With this question Henry Chesbrough, professor at Berkeley University and the first to use the term “Open Innovation” in a book published in the 2003, constantly challenges his students. From his office in Boston, Gianfranco Zaccai perhaps would answer that a truly innovative company is one that designs and delivers the best costumer experience: Technology, product service and business model will follow as a result of that experience. It is this focus on customer experience that is central to Continuum’s business; the company was founded in 1983 by Zaccai, born in Trieste but living in the United States for a long time. Today, Continuum is a world leader in the design of new products and services. It is headquartered in Boston with offices in Los Angeles, Milan, Seoul and Shangai; 180 employees and clients like BMW, Bose, Nestle, Johnson & Johnson, PepsiCo and Samsung. Continuum has been a success story for over thirty years: In 1988 the company helped Reebok design the famous Pump shoes; in 1998 it developed the Swiffer in collaboration with Procter & Gamble; in 2008 it created a new retail store experience for Amplifon.
Jonah Lehrer, author of “Imagine,” one of the current best-selling books in the United States, devotes the book’s entire introduction to describe Continuum and its ability to imagine an ideal future and try to realize it, starting with what is currently available. This was the case of Insulet, a company founded by two professors who turned to Continuum with seed capital and an idea: Make insulin delivery easier and more compatible with the active lifestyle of diabetic patients. Together with Continuum the two professors found the right technologies and partnerships to make a product easy to use, without tubes or wires, and even waterproof. In 2010 the Omnipod Insulin Management System earned the Insulet company $97M in revenues, and scores of accolades and awards. To achieve these goals, market research is not enough. It is necessary to draw on expertise in sociology and ethnography, based on field studies, which need to address implicit or expressed user requirements.

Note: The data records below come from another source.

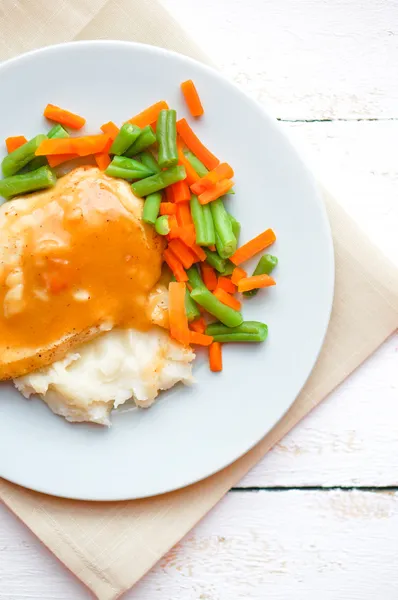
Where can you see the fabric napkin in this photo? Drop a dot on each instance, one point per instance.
(109, 546)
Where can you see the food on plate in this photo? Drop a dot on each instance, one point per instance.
(110, 273)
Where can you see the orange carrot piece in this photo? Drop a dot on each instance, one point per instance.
(183, 253)
(200, 253)
(226, 284)
(227, 299)
(181, 191)
(12, 143)
(255, 245)
(103, 160)
(57, 159)
(215, 357)
(175, 265)
(150, 114)
(195, 145)
(184, 216)
(219, 189)
(255, 282)
(192, 98)
(200, 339)
(237, 275)
(199, 325)
(209, 276)
(177, 313)
(110, 129)
(59, 115)
(167, 208)
(222, 171)
(192, 175)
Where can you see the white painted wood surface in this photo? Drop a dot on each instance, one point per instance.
(307, 61)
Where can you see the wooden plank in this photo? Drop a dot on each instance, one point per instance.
(290, 545)
(312, 59)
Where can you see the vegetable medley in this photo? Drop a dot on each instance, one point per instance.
(184, 186)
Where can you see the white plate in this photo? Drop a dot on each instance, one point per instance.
(190, 433)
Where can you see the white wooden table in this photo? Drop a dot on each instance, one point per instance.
(318, 518)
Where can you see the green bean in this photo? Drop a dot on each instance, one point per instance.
(159, 181)
(196, 164)
(151, 208)
(215, 261)
(162, 226)
(203, 222)
(248, 331)
(222, 224)
(127, 168)
(225, 314)
(166, 135)
(194, 279)
(146, 138)
(57, 132)
(27, 182)
(149, 161)
(265, 266)
(16, 160)
(127, 135)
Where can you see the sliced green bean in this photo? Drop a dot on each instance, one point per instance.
(225, 314)
(162, 225)
(57, 132)
(146, 138)
(128, 133)
(215, 261)
(166, 135)
(127, 168)
(151, 208)
(159, 181)
(149, 161)
(196, 164)
(265, 266)
(16, 160)
(248, 331)
(27, 182)
(226, 242)
(194, 278)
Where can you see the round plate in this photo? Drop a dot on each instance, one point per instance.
(189, 433)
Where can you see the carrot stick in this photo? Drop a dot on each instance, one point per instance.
(110, 129)
(227, 299)
(12, 143)
(226, 284)
(177, 313)
(184, 216)
(167, 208)
(209, 276)
(103, 160)
(57, 159)
(150, 114)
(59, 115)
(219, 189)
(237, 275)
(180, 191)
(175, 265)
(195, 145)
(200, 339)
(199, 325)
(222, 171)
(183, 253)
(255, 245)
(255, 282)
(215, 357)
(192, 175)
(192, 98)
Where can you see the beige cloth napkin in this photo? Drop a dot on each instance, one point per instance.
(109, 546)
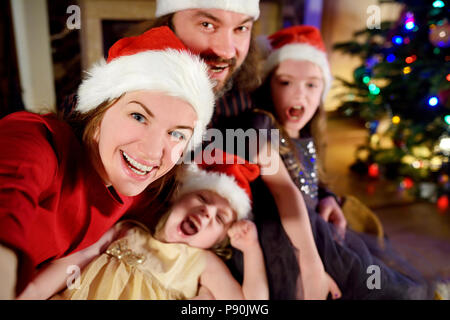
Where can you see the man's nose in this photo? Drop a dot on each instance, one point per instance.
(223, 44)
(153, 145)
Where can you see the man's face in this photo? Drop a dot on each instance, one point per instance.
(221, 38)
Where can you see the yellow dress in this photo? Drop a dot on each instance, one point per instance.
(139, 267)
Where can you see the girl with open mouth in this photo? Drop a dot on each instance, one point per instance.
(65, 181)
(175, 261)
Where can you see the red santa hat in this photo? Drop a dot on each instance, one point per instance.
(299, 43)
(247, 7)
(156, 60)
(229, 178)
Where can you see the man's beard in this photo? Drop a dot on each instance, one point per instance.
(232, 71)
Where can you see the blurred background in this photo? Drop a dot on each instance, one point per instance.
(388, 110)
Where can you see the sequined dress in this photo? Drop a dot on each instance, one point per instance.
(347, 261)
(139, 267)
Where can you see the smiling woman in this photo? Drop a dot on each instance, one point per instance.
(65, 183)
(172, 262)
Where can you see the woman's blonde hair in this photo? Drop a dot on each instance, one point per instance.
(86, 126)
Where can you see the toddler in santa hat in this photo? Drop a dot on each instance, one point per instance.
(63, 184)
(212, 205)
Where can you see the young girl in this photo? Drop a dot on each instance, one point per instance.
(64, 184)
(297, 80)
(173, 261)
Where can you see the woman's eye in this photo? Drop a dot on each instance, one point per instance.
(178, 135)
(207, 25)
(138, 117)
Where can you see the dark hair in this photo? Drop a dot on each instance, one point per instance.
(315, 128)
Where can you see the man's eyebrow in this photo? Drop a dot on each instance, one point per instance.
(249, 19)
(203, 14)
(185, 127)
(143, 107)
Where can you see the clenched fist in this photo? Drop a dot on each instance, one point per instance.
(243, 235)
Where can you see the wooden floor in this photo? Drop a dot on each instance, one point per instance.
(418, 230)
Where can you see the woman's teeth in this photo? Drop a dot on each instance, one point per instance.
(135, 166)
(217, 69)
(295, 112)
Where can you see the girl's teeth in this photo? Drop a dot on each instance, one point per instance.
(143, 168)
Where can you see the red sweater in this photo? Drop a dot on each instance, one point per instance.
(52, 201)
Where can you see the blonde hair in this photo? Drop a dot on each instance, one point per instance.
(86, 125)
(316, 127)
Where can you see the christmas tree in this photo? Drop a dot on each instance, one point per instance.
(401, 91)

In doing so, Continuum brings to market new efficient products for consumers, which also have a positive impact on people’s live. For example, 20% of adults in South Africa are affected by HIV. The traditional testing system involve very fragile lab-based equipment, which works slowly. Not the ideal system in an environment where people live several days’ walk from the nearest clinic. In 2010 Daktari, in collaboration with Continuum, designed and built HIV testing equipment, which is compact, rugged, and transportable in a backpack, and which gives the results of the examination in just a few minutes. This way, millions of people can be tested and monitored by bringing the mobile clinic to their remote locations instead of them having to go on long journeys.
Prioritizing customer experience is fundamental not only for manufacturers but also–and especially–for companies in the service sector. Continuum’s work with hotels, hospitals, financial institutions and other businesses is about addressing the small and big problems of everyday life. This results in identifying new business opportunities and making our lives a little easier and more enjoyable.